The end: (n-1,n), (n,), etc. for an n-dimensional array

Examples

A = CUDA.rand(Float32, 100, 50, 20)

# Full reduction (all dimensions)
total = mapreduce(identity, +, A; to_cpu=true)

# Reduce along dim 1: (100, 50, 20) -> (50, 20)
col_sums = mapreduce(identity, +, A; dims=1)

# Reduce along dims (1,2): (100, 50, 20) -> (20,)
plane_sums = mapreduce(identity, +, A; dims=(1,2))

# Reduce along last dim: (100, 50, 20) -> (100, 50)
depth_sums = mapreduce(identity, +, A; dims=3)

# Reduce along last two dims: (100, 50, 20) -> (100,)
slice_sums = mapreduce(identity, +, A; dims=(2,3))

source

mapreduce(f, op, srcs::NTuple{N,AbstractGPUArray}; dims=nothing, kwargs...)
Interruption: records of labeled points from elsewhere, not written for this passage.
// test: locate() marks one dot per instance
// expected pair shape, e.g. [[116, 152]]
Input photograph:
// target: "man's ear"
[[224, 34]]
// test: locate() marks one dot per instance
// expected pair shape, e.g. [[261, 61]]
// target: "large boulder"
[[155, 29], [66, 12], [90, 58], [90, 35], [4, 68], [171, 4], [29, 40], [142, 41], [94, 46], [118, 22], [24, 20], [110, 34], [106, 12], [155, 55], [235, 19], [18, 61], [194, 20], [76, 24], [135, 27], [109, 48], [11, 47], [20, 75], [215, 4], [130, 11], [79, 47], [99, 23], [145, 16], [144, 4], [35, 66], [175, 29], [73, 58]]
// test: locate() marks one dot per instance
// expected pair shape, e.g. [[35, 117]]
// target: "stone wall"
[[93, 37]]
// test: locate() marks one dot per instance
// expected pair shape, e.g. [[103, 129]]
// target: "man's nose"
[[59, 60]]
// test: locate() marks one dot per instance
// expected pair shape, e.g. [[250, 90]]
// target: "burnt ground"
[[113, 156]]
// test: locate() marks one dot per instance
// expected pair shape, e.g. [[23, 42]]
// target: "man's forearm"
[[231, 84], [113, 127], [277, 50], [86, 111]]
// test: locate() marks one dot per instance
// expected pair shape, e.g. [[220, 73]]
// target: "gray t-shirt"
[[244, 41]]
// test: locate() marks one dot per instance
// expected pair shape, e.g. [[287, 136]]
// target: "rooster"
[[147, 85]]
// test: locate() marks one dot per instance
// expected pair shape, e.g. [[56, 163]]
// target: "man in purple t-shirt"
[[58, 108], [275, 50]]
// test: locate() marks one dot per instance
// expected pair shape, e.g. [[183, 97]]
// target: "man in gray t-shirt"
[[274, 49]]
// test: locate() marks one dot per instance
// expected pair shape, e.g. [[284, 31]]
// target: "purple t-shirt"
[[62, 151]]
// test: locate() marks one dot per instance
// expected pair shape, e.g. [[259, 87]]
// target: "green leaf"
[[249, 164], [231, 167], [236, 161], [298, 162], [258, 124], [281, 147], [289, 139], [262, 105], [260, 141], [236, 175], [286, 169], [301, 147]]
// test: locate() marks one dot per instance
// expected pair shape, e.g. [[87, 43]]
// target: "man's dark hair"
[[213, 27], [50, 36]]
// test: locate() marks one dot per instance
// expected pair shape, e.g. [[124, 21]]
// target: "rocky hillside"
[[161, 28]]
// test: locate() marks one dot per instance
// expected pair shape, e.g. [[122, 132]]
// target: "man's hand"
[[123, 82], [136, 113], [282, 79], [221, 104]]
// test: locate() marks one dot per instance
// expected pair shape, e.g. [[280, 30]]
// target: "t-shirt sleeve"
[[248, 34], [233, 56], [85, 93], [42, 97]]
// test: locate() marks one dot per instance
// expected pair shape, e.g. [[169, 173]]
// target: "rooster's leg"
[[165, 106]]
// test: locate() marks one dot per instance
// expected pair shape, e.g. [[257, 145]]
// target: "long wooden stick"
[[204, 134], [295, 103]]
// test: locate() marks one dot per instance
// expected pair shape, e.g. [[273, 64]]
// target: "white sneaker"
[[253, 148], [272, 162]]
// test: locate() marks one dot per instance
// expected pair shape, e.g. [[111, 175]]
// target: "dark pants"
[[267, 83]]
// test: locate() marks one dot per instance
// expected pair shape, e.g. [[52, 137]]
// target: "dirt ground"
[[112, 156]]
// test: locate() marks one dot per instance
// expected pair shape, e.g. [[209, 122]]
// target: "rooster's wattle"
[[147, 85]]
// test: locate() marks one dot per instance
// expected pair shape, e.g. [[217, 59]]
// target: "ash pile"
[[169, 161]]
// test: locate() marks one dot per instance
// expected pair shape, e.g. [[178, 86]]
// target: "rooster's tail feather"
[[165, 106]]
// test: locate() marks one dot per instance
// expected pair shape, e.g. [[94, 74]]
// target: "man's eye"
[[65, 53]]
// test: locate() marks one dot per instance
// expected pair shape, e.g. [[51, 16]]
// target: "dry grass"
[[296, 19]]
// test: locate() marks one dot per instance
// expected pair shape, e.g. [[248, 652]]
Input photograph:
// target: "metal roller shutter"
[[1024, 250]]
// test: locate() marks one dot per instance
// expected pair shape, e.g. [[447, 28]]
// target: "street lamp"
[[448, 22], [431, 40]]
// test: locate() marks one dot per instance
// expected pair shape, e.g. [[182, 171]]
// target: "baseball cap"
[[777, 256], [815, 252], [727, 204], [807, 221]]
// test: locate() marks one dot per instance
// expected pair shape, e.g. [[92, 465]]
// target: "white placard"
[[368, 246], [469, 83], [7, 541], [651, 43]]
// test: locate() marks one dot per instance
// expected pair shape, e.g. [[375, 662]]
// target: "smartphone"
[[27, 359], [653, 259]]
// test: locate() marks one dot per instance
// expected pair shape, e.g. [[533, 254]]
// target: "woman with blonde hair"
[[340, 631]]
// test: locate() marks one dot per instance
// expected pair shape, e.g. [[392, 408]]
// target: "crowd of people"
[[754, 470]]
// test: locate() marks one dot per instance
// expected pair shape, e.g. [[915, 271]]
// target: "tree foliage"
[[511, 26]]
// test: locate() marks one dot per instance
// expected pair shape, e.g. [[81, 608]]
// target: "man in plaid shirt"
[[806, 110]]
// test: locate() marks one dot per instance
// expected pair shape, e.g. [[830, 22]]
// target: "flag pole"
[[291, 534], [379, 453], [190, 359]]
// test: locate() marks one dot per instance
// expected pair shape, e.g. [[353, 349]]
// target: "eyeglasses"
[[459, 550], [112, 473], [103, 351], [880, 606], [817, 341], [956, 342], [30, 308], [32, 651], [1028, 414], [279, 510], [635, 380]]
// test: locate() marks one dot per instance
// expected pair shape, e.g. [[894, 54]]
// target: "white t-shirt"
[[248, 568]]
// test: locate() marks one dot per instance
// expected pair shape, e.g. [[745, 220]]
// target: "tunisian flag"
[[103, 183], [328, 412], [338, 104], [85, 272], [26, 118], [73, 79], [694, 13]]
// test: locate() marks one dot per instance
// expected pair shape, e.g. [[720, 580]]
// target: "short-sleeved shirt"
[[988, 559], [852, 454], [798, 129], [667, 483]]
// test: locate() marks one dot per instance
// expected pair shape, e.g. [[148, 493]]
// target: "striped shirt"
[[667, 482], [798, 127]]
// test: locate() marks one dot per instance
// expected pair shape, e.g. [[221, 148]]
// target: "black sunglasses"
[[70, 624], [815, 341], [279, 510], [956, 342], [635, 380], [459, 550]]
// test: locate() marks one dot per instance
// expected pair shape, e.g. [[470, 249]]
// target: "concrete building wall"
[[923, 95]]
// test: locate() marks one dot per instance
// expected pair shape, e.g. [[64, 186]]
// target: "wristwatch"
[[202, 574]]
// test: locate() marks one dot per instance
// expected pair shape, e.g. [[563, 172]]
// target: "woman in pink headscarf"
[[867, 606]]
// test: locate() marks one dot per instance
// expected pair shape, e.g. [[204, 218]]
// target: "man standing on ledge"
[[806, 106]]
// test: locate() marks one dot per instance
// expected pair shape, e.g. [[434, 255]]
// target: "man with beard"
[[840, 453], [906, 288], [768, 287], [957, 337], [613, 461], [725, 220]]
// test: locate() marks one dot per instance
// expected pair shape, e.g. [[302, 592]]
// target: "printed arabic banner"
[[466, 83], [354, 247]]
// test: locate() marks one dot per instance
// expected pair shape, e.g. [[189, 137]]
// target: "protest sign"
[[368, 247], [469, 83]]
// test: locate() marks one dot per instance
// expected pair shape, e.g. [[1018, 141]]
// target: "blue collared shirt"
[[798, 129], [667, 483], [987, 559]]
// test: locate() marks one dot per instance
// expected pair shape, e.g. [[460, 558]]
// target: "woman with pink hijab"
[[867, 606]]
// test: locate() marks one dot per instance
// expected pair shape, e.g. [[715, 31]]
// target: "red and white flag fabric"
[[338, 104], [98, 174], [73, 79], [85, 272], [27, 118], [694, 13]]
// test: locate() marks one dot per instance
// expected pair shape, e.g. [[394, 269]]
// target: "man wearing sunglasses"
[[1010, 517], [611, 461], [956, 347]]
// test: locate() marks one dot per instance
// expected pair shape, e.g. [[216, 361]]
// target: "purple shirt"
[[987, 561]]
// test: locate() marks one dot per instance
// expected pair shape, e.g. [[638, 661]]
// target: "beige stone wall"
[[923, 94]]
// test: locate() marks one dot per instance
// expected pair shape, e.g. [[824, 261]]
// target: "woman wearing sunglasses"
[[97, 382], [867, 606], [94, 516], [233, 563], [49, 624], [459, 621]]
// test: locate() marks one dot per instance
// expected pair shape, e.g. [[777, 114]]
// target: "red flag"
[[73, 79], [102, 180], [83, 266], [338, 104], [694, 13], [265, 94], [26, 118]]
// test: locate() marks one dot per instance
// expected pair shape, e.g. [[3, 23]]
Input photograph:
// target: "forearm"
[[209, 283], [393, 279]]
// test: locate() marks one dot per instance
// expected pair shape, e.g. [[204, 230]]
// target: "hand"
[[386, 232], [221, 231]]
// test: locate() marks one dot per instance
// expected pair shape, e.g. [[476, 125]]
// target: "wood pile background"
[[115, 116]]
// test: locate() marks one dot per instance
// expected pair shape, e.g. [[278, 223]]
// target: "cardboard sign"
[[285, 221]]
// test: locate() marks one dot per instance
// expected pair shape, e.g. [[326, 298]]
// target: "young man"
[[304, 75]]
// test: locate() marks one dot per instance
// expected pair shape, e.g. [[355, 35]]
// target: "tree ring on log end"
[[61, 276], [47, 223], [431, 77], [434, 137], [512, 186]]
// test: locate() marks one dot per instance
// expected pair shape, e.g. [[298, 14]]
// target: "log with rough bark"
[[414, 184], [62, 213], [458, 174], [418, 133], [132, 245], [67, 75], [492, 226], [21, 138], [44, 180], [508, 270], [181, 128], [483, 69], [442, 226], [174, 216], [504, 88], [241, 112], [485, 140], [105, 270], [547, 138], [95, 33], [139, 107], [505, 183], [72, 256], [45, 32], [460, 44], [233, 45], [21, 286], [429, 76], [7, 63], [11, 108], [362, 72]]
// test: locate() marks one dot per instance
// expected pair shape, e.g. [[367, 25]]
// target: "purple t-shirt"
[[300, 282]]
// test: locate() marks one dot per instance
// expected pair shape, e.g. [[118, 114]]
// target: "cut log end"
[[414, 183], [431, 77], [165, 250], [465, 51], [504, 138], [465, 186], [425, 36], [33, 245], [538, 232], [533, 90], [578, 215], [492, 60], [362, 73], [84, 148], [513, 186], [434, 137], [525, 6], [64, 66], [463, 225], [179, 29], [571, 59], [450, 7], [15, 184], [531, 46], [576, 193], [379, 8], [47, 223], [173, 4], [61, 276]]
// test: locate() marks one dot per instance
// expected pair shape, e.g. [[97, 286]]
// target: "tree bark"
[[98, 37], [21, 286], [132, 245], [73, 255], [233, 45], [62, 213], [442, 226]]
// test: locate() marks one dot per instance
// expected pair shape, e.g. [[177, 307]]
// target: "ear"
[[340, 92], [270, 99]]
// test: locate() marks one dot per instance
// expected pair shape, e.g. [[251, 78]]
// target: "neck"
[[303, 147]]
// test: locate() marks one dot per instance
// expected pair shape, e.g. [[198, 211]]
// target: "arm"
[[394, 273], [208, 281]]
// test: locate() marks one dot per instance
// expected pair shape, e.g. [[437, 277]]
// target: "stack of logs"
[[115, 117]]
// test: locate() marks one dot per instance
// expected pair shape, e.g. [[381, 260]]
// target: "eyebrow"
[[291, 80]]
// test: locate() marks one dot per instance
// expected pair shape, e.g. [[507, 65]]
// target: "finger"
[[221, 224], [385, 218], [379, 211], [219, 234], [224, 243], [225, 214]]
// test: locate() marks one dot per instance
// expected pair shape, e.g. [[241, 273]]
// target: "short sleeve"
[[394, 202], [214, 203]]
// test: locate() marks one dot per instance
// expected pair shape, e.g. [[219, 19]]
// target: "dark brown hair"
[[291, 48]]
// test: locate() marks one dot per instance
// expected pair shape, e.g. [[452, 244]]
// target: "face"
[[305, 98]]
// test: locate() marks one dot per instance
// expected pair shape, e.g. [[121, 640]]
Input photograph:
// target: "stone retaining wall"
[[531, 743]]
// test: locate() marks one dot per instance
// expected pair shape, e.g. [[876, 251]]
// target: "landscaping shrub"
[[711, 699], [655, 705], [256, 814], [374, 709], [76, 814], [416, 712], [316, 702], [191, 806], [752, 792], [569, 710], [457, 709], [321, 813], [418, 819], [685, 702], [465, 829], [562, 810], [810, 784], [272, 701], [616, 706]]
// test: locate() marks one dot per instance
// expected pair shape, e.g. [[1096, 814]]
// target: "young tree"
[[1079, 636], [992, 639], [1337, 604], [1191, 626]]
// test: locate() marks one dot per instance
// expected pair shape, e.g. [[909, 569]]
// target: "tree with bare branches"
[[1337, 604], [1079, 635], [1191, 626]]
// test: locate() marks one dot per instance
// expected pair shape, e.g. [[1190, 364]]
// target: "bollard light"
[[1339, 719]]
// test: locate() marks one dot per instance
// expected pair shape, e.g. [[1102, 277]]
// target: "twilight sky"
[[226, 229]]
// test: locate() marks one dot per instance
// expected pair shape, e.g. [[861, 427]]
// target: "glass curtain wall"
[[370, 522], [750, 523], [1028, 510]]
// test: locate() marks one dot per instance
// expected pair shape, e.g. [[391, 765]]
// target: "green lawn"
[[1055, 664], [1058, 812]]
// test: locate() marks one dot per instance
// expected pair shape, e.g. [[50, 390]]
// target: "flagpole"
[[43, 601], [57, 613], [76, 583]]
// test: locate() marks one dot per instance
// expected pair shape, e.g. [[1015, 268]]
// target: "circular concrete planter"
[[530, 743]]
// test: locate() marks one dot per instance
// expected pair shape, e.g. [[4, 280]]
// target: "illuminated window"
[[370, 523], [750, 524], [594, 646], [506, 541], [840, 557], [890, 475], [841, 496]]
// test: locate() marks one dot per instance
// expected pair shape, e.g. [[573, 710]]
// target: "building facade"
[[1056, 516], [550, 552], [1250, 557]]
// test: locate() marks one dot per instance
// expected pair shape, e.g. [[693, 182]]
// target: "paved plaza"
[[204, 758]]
Multi-array mapreduce. Only supports full reduction (dims=nothing).

source

Luma.mapreduce! — Function

mapreduce!(f, op, dst, src; dims=nothing, kwargs...)

In-place GPU parallel map-reduce with dimension support.

Arguments

f: Map function applied to each element
op: Associative binary reduction operator
dst: Output array
src: Input GPU array

Keyword Arguments

dims=nothing: Dimensions to reduce over (see mapreduce for details)
g=identity: Post-reduction transformation
Additional kwargs passed to underlying implementations

Examples

A = CUDA.rand(Float32, 100, 50)
col_sums = CUDA.zeros(Float32, 50)
row_sums = CUDA.zeros(Float32, 100)

# Column sums (reduce dim 1)
mapreduce!(identity, +, col_sums, A; dims=1)

# Row sums (reduce dim 2)
mapreduce!(identity, +, row_sums, A; dims=2)

See also: Luma.mapreduce

source

Luma.mapreduce2d — Function

mapreduce2d(f, op, src, dim; kwargs...) -> Vector

GPU parallel reduction along dimension dim.

dim=1: Column-wise reduction (vertical), output length = number of columns
dim=2: Row-wise reduction (horizontal), output length = number of rows

Arguments

f: Element-wise transformation
op: Reduction operator
src: Input matrix of size (n, p)
dim: Dimension to reduce along (1 or 2)

Keyword Arguments

g=identity: Post-reduction transformation
tmp=nothing: Pre-allocated temporary buffer
FlagType=UInt8: Synchronization flag type

For dim=1 (column-wise):

Nitem=nothing: Items per thread
Nthreads=nothing: Threads per column reduction
workgroup=nothing: Workgroup size
blocks=nothing: Number of blocks

For dim=2 (row-wise):

chunksz=nothing: Chunk size for row processing
Nblocks=nothing: Number of blocks per row
workgroup=nothing: Workgroup size
blocks_row=nothing: Blocks per row

Examples

A = CUDA.rand(Float32, 1000, 500)

# Column sums (reduce along dim=1)
col_sums = mapreduce2d(identity, +, A, 1)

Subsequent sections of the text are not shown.